Remember those sleepless nights?

The regret. The despair. The memories that pain you every time you think of them but can't let go.

The rumination, followed by more regret, despair, and memories that hold you captive.

It's not the sharp kind of pain. It's dull and slow, the worse kind. The kind that tortures you inch by inch. The kind that makes you wonder if you will ever find joy in your life.

Allegedly Bach wrote this suite after the death of his first wife.

D minor, a key known for some of the saddest, moodiest, and most tragic-sounding pieces of music, seems to be a suitable choice.

It opens with the D minor chord and lingers on the dominant A—like a random question that pops into your mind but determines to stay. Before you can finish this thought, another one emerges, and then another. You are already deep in your thoughts in no time, as your emotion heightens to the E—more than an octave higher than where you started. Then a reverse D minor chord in Bar 4 sinks in, you have nowhere to run but to face your grief.
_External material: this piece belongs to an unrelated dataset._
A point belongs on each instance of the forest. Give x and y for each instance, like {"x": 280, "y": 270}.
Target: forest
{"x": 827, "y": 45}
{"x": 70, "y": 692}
Just like that, the night of torture begins.

Denial.

It is what it is, you tell yourself, don't go there. Your first effort of trying to let go of the thoughts starts in Bar 5, with the first arpeggio of the series that starts on a B-flat.

It doesn't last very long.

As soon as the thoughts quiet down at the end of Bar 5, they came right back with another rise, followed by a meandering rumination in Bar 6.

Although this time, you starts to doubt if it would help as the starting point lowers to A.

You are stronger than this, you tried to shake the thoughts out of your mind.

Expectedly, the thoughts haunt back with the same meandering patterns.

Out of desperation, you tried yet again however starting even lower on G. It gets worse. Not only do the thoughts rush back, the rumination also lasts longer, and goes to more unruled places. This goes on for 3 bars—three times longer than previously.